Serverless vs. Edge Functions
Vercel offers two serverless options:
- Serverless Functions: Full Node.js runtime. Can use any npm package. Cold start: 100ms–1s. Run in one region.
- Edge Functions: A lighter runtime that starts almost instantly and runs closer to your users worldwide. Tradeoff: you can't use all Node.js features or npm packages.
Default to Serverless Functions. Use Edge only for very latency-sensitive operations (authentication checks, personalization) where you can live within the constraints.
What to Learn Next
Frequently Asked Questions
What does serverless mean?
Serverless means your code runs as on-demand functions without you managing server infrastructure. The cloud provider handles scaling, uptime, and servers. You write functions, deploy them, and pay only for actual execution time — not for a server running 24/7. "Serverless" doesn't mean no servers; it means you don't manage them.
What is a cold start in serverless?
A cold start happens when your function hasn't run recently and the cloud provider must spin up a new instance: provisioning a container, loading your code and dependencies, initializing connections. This adds 100ms–2000ms of latency to the first request. Functions used frequently stay "warm." Critical user-facing endpoints may need warming strategies or edge functions.

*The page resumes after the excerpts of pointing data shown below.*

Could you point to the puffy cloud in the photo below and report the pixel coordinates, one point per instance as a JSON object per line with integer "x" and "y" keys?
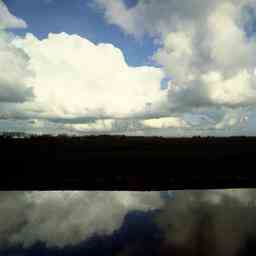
{"x": 8, "y": 20}
{"x": 203, "y": 46}
{"x": 66, "y": 217}
{"x": 14, "y": 72}
{"x": 165, "y": 122}
{"x": 13, "y": 62}
{"x": 220, "y": 221}
{"x": 74, "y": 78}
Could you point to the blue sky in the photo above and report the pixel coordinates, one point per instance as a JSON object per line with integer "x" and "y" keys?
{"x": 197, "y": 79}
{"x": 79, "y": 17}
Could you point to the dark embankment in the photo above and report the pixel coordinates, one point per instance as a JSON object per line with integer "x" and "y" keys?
{"x": 119, "y": 162}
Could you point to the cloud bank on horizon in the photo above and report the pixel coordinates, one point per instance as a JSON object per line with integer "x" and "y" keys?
{"x": 205, "y": 47}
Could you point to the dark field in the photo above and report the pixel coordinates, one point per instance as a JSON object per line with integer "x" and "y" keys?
{"x": 119, "y": 162}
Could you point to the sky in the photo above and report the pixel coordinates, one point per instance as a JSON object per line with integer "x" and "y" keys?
{"x": 134, "y": 67}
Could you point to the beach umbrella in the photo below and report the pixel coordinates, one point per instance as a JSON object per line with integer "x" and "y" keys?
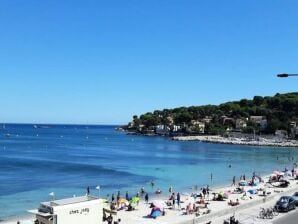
{"x": 226, "y": 194}
{"x": 159, "y": 204}
{"x": 123, "y": 201}
{"x": 134, "y": 200}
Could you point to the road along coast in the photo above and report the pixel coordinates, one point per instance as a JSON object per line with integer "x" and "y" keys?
{"x": 239, "y": 141}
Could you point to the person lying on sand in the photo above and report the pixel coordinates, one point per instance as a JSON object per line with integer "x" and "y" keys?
{"x": 234, "y": 203}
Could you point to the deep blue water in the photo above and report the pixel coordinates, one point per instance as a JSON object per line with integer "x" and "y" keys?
{"x": 65, "y": 159}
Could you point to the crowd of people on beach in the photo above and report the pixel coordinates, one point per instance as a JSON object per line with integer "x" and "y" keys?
{"x": 197, "y": 203}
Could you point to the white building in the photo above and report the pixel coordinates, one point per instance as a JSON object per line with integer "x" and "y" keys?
{"x": 76, "y": 210}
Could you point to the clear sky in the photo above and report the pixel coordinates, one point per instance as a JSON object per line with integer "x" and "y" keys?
{"x": 98, "y": 61}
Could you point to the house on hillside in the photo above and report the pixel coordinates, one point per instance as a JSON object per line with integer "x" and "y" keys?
{"x": 162, "y": 129}
{"x": 207, "y": 120}
{"x": 293, "y": 128}
{"x": 281, "y": 134}
{"x": 240, "y": 124}
{"x": 259, "y": 120}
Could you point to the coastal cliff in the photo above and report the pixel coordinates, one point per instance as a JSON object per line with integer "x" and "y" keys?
{"x": 270, "y": 115}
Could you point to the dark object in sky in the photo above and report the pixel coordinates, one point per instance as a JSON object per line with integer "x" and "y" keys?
{"x": 285, "y": 75}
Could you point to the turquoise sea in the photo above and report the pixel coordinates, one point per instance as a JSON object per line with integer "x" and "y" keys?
{"x": 38, "y": 159}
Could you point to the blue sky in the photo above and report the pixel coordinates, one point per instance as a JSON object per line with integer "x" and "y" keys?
{"x": 103, "y": 61}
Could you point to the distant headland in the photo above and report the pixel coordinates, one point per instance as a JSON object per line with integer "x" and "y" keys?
{"x": 271, "y": 120}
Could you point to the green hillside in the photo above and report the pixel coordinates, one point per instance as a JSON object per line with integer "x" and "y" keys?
{"x": 258, "y": 115}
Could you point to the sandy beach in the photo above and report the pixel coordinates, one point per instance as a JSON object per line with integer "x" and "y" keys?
{"x": 239, "y": 141}
{"x": 216, "y": 211}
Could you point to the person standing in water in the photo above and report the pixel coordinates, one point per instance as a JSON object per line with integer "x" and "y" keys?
{"x": 146, "y": 198}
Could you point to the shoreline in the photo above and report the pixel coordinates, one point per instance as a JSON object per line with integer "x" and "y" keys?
{"x": 239, "y": 141}
{"x": 218, "y": 209}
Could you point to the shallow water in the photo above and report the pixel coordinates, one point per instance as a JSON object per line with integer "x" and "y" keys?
{"x": 67, "y": 159}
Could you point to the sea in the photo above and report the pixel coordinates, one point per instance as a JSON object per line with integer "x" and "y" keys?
{"x": 36, "y": 160}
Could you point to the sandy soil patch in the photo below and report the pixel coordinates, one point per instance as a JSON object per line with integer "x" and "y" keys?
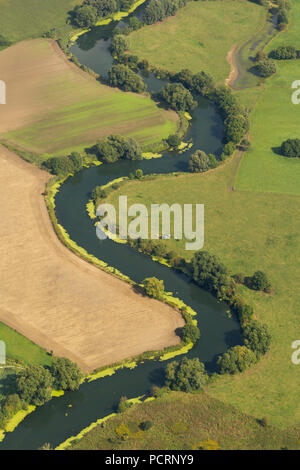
{"x": 58, "y": 300}
{"x": 234, "y": 70}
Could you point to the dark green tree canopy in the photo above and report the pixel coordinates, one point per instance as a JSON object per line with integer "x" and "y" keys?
{"x": 186, "y": 375}
{"x": 290, "y": 148}
{"x": 177, "y": 97}
{"x": 66, "y": 374}
{"x": 34, "y": 385}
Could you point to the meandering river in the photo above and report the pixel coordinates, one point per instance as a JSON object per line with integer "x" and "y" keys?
{"x": 66, "y": 416}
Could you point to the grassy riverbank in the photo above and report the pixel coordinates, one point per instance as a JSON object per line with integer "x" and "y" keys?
{"x": 275, "y": 119}
{"x": 55, "y": 108}
{"x": 199, "y": 37}
{"x": 240, "y": 230}
{"x": 186, "y": 421}
{"x": 28, "y": 19}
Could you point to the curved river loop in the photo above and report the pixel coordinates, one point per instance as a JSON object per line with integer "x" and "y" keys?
{"x": 68, "y": 415}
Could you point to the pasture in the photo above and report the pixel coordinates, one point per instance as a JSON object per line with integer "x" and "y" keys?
{"x": 274, "y": 119}
{"x": 199, "y": 37}
{"x": 54, "y": 108}
{"x": 187, "y": 421}
{"x": 249, "y": 231}
{"x": 28, "y": 19}
{"x": 56, "y": 299}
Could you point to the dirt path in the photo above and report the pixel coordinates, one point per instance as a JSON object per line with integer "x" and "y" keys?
{"x": 232, "y": 62}
{"x": 58, "y": 300}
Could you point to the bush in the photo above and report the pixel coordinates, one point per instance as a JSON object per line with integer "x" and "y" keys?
{"x": 211, "y": 274}
{"x": 146, "y": 425}
{"x": 236, "y": 359}
{"x": 124, "y": 404}
{"x": 266, "y": 67}
{"x": 154, "y": 287}
{"x": 85, "y": 16}
{"x": 257, "y": 338}
{"x": 66, "y": 374}
{"x": 173, "y": 140}
{"x": 119, "y": 44}
{"x": 124, "y": 78}
{"x": 98, "y": 193}
{"x": 186, "y": 375}
{"x": 34, "y": 385}
{"x": 290, "y": 148}
{"x": 284, "y": 53}
{"x": 139, "y": 174}
{"x": 242, "y": 310}
{"x": 190, "y": 333}
{"x": 199, "y": 162}
{"x": 177, "y": 97}
{"x": 259, "y": 281}
{"x": 116, "y": 147}
{"x": 64, "y": 165}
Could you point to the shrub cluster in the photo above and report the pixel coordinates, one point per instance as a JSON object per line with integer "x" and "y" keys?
{"x": 126, "y": 79}
{"x": 284, "y": 53}
{"x": 266, "y": 67}
{"x": 210, "y": 274}
{"x": 290, "y": 148}
{"x": 157, "y": 10}
{"x": 64, "y": 165}
{"x": 187, "y": 375}
{"x": 177, "y": 97}
{"x": 34, "y": 384}
{"x": 235, "y": 118}
{"x": 156, "y": 248}
{"x": 87, "y": 14}
{"x": 200, "y": 162}
{"x": 116, "y": 147}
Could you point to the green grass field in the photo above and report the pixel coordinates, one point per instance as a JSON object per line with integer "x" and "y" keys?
{"x": 249, "y": 232}
{"x": 22, "y": 349}
{"x": 184, "y": 421}
{"x": 199, "y": 36}
{"x": 26, "y": 19}
{"x": 64, "y": 109}
{"x": 274, "y": 119}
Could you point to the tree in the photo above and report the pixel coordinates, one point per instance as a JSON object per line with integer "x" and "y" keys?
{"x": 202, "y": 83}
{"x": 190, "y": 333}
{"x": 199, "y": 162}
{"x": 173, "y": 140}
{"x": 177, "y": 97}
{"x": 154, "y": 12}
{"x": 266, "y": 67}
{"x": 256, "y": 337}
{"x": 34, "y": 385}
{"x": 236, "y": 359}
{"x": 284, "y": 53}
{"x": 66, "y": 374}
{"x": 259, "y": 281}
{"x": 186, "y": 375}
{"x": 85, "y": 16}
{"x": 290, "y": 148}
{"x": 119, "y": 44}
{"x": 154, "y": 287}
{"x": 123, "y": 77}
{"x": 115, "y": 147}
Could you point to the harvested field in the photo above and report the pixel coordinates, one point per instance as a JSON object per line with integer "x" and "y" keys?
{"x": 53, "y": 107}
{"x": 58, "y": 300}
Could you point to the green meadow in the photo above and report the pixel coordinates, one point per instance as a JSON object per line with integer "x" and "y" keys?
{"x": 199, "y": 36}
{"x": 27, "y": 19}
{"x": 22, "y": 349}
{"x": 249, "y": 232}
{"x": 185, "y": 421}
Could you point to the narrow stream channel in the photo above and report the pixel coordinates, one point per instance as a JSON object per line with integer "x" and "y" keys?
{"x": 66, "y": 416}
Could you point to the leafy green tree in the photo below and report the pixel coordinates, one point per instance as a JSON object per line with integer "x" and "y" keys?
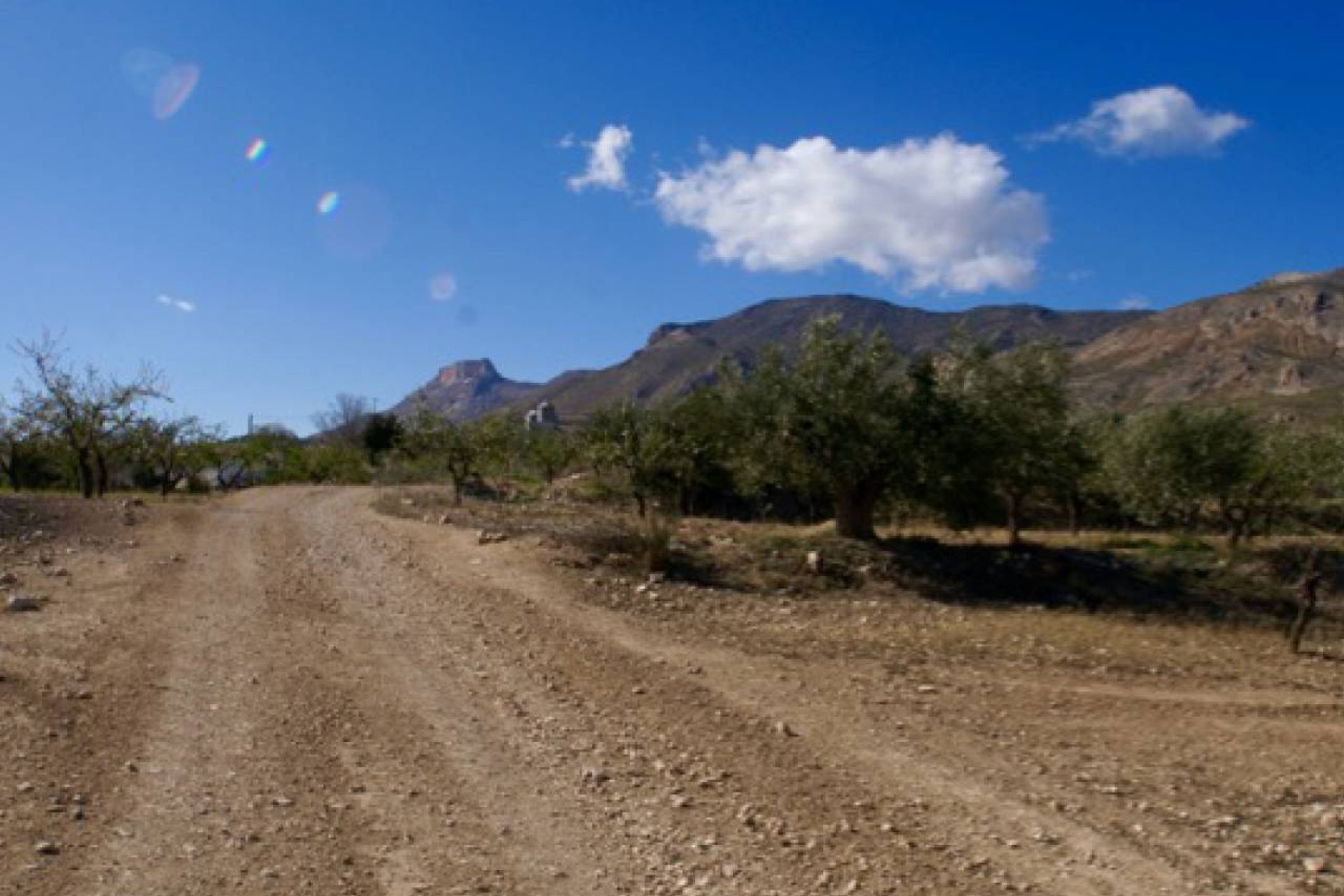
{"x": 174, "y": 450}
{"x": 381, "y": 437}
{"x": 23, "y": 449}
{"x": 270, "y": 454}
{"x": 440, "y": 447}
{"x": 1174, "y": 466}
{"x": 549, "y": 451}
{"x": 831, "y": 422}
{"x": 336, "y": 463}
{"x": 1021, "y": 414}
{"x": 620, "y": 437}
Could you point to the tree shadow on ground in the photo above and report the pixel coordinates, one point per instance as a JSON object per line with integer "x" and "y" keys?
{"x": 1176, "y": 587}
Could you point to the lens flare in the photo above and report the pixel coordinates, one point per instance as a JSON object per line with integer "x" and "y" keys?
{"x": 354, "y": 223}
{"x": 442, "y": 288}
{"x": 328, "y": 203}
{"x": 175, "y": 89}
{"x": 143, "y": 69}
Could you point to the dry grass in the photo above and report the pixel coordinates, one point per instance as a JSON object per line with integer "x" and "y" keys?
{"x": 1084, "y": 603}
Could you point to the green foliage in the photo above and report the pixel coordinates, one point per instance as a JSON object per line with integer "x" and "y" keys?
{"x": 830, "y": 424}
{"x": 1016, "y": 430}
{"x": 435, "y": 448}
{"x": 339, "y": 464}
{"x": 549, "y": 453}
{"x": 381, "y": 437}
{"x": 1182, "y": 466}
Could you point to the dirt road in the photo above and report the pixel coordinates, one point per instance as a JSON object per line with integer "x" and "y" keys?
{"x": 284, "y": 692}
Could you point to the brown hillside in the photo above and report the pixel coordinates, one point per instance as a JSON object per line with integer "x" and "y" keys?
{"x": 1277, "y": 343}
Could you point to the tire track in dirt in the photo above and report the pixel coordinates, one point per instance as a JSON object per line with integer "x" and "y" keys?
{"x": 991, "y": 828}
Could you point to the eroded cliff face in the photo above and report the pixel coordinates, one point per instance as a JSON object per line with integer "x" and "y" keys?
{"x": 465, "y": 390}
{"x": 1281, "y": 337}
{"x": 460, "y": 372}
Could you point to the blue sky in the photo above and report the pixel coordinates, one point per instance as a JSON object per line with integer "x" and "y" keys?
{"x": 951, "y": 156}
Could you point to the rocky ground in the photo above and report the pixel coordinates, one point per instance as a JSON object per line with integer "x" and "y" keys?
{"x": 288, "y": 692}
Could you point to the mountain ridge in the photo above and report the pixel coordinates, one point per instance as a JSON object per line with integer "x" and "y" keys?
{"x": 1276, "y": 344}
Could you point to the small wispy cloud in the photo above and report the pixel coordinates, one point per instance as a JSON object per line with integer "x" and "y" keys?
{"x": 176, "y": 304}
{"x": 1154, "y": 121}
{"x": 606, "y": 159}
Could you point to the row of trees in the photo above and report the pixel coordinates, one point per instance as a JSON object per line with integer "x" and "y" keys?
{"x": 840, "y": 426}
{"x": 80, "y": 426}
{"x": 843, "y": 426}
{"x": 850, "y": 429}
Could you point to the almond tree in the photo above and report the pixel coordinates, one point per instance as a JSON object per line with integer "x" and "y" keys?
{"x": 831, "y": 422}
{"x": 175, "y": 450}
{"x": 85, "y": 410}
{"x": 1021, "y": 422}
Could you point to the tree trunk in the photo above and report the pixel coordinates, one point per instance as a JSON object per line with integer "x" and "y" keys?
{"x": 1012, "y": 504}
{"x": 1307, "y": 599}
{"x": 854, "y": 514}
{"x": 86, "y": 481}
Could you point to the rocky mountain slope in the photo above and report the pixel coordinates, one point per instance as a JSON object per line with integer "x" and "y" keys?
{"x": 465, "y": 390}
{"x": 678, "y": 356}
{"x": 1276, "y": 344}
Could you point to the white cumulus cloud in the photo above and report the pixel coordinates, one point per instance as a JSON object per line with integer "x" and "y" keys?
{"x": 179, "y": 304}
{"x": 1155, "y": 121}
{"x": 929, "y": 214}
{"x": 606, "y": 159}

When should I use serverless vs a traditional server?
Serverless: unpredictable or spiky traffic, zero infrastructure management desired, functions under 30 seconds, side projects that may get zero traffic most days. Traditional server (VPS): persistent connections (WebSockets, SSE), long-running processes, consistent high-volume traffic (where per-request costs exceed VPS costs), or operations that require Node.js APIs unavailable in serverless.
Are Vercel API routes serverless?
Yes. Every file in /app/api/ in a Next.js app deployed to Vercel becomes a serverless function automatically. Each route runs in isolation, scales to handle traffic spikes, and you pay per invocation. The free tier includes enough for most side projects. This happens transparently — no extra configuration required.
What does AI get wrong about serverless?
AI commonly generates code that stores state in global variables (which doesn't persist between invocations), creates new database connections per request (exhausting connection limits at scale), and doesn't account for execution time limits. Always check for global state and ensure you're using a Prisma singleton pattern or connection pooler when deploying to serverless platforms.